Two questions (and some answers) on the currently stalled negotiations between owners and players:
- Can an agreement still salvage things?
Technically, there's still time to reach a deal and get baseball back on the field for a season of indeterminate length. But this past week, one thing became patently obvious: MLB will not have the July 4 re-start for which it had been aiming.
Do the math: After an agreement (and one is nowhere close), MLB will need about 10 days to handle preparation for the start of Spring Training II. This will include the herculean task of arranging housing for as many as 50 players -- in the Red Sox case, either in Boston or Fort Myers -- as well as installing protocols for sanitary facilities, testing and monitoring for players, setting up socially-distant locker rooms and athletic training areas, etc.
Then, add a minimum of three weeks for some reintroduced version of spring training, the length of which will be driven by providing time necessary for pitchers to build some semblance of arm strength.
Taken together, that's exactly a month (31) days, meaning if lightning struck common sense into both sides as you read this -- do not hold your breath here -- it would still mean a regular-season opener at approximately the end of the first week of July.

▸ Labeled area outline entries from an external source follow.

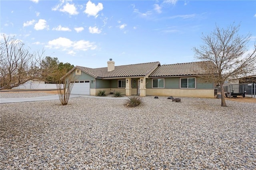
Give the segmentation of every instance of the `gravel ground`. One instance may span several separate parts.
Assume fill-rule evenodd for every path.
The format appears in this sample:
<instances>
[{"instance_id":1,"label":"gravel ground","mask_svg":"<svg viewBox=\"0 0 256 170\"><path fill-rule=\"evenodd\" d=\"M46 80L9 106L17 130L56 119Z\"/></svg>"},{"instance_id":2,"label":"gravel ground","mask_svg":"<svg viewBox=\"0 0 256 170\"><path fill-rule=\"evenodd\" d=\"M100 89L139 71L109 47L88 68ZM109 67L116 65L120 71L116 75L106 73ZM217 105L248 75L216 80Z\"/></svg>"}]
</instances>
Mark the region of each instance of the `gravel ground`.
<instances>
[{"instance_id":1,"label":"gravel ground","mask_svg":"<svg viewBox=\"0 0 256 170\"><path fill-rule=\"evenodd\" d=\"M181 99L1 104L0 169L256 169L255 103Z\"/></svg>"},{"instance_id":2,"label":"gravel ground","mask_svg":"<svg viewBox=\"0 0 256 170\"><path fill-rule=\"evenodd\" d=\"M57 94L58 95L58 94ZM54 95L45 92L22 93L22 92L0 92L0 98L20 98L39 97Z\"/></svg>"}]
</instances>

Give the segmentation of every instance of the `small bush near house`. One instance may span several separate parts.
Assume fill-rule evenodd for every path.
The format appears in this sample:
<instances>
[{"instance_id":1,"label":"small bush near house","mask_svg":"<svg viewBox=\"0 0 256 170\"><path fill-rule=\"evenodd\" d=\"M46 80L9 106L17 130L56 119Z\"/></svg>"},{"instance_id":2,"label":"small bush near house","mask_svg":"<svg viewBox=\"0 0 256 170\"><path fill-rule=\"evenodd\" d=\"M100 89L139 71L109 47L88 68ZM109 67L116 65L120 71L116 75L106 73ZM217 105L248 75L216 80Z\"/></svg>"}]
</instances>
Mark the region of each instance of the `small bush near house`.
<instances>
[{"instance_id":1,"label":"small bush near house","mask_svg":"<svg viewBox=\"0 0 256 170\"><path fill-rule=\"evenodd\" d=\"M120 91L116 91L114 93L113 97L122 97L122 93Z\"/></svg>"},{"instance_id":2,"label":"small bush near house","mask_svg":"<svg viewBox=\"0 0 256 170\"><path fill-rule=\"evenodd\" d=\"M96 95L97 96L106 96L106 94L105 94L106 91L105 90L99 90L98 91Z\"/></svg>"},{"instance_id":3,"label":"small bush near house","mask_svg":"<svg viewBox=\"0 0 256 170\"><path fill-rule=\"evenodd\" d=\"M128 98L125 104L128 107L136 107L144 103L142 98L139 96L132 96Z\"/></svg>"}]
</instances>

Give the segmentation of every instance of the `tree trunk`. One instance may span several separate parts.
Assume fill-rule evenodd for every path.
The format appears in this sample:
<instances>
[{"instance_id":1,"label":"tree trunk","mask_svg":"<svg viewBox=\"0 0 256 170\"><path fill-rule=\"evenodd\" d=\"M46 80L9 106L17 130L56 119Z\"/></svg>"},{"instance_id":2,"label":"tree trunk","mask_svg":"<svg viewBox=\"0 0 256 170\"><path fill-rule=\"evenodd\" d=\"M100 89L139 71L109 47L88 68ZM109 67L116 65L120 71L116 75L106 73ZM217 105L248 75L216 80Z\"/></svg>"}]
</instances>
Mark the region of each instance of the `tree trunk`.
<instances>
[{"instance_id":1,"label":"tree trunk","mask_svg":"<svg viewBox=\"0 0 256 170\"><path fill-rule=\"evenodd\" d=\"M226 107L227 106L225 101L225 92L224 91L223 83L220 83L220 94L221 94L221 106Z\"/></svg>"}]
</instances>

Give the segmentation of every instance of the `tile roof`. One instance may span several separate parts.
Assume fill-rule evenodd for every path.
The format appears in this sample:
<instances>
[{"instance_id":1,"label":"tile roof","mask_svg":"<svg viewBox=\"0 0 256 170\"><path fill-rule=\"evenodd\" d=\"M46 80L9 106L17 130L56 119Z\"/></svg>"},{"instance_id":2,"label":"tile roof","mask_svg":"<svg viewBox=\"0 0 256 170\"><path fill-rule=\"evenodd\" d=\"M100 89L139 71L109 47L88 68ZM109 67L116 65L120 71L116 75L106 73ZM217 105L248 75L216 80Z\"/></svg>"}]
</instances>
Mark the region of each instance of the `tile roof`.
<instances>
[{"instance_id":1,"label":"tile roof","mask_svg":"<svg viewBox=\"0 0 256 170\"><path fill-rule=\"evenodd\" d=\"M154 70L160 63L158 61L115 66L115 69L108 71L108 67L92 69L84 67L76 66L92 76L96 78L111 78L125 77L145 76Z\"/></svg>"},{"instance_id":2,"label":"tile roof","mask_svg":"<svg viewBox=\"0 0 256 170\"><path fill-rule=\"evenodd\" d=\"M209 61L200 61L160 65L149 77L202 75L206 72L201 65L203 64L210 64L208 62Z\"/></svg>"}]
</instances>

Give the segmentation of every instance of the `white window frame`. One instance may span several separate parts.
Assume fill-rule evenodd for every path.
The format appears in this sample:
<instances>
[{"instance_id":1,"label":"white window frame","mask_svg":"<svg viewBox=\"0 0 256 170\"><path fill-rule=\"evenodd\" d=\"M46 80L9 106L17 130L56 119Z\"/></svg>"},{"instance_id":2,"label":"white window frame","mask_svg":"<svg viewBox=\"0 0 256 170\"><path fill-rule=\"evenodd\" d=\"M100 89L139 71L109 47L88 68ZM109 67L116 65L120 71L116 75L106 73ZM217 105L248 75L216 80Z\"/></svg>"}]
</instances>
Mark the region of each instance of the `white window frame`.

And, not to belabor the point, but it needs to be said: the two sides are figuratively miles and miles apart from reaching an agreement.
Let's posit that, somehow, someway, baseball can return to real, regular-season games by, say, the third week of July. Would that be enough?
By delaying their re-opening that long, the two sides would effectively be limiting how long a season could be played. And here's where a major problem rears its head.
Put aside, for the moment, questions about the legitimacy of a season anywhere from 50-70 games in duration. The larger issue is one of fundamental stances.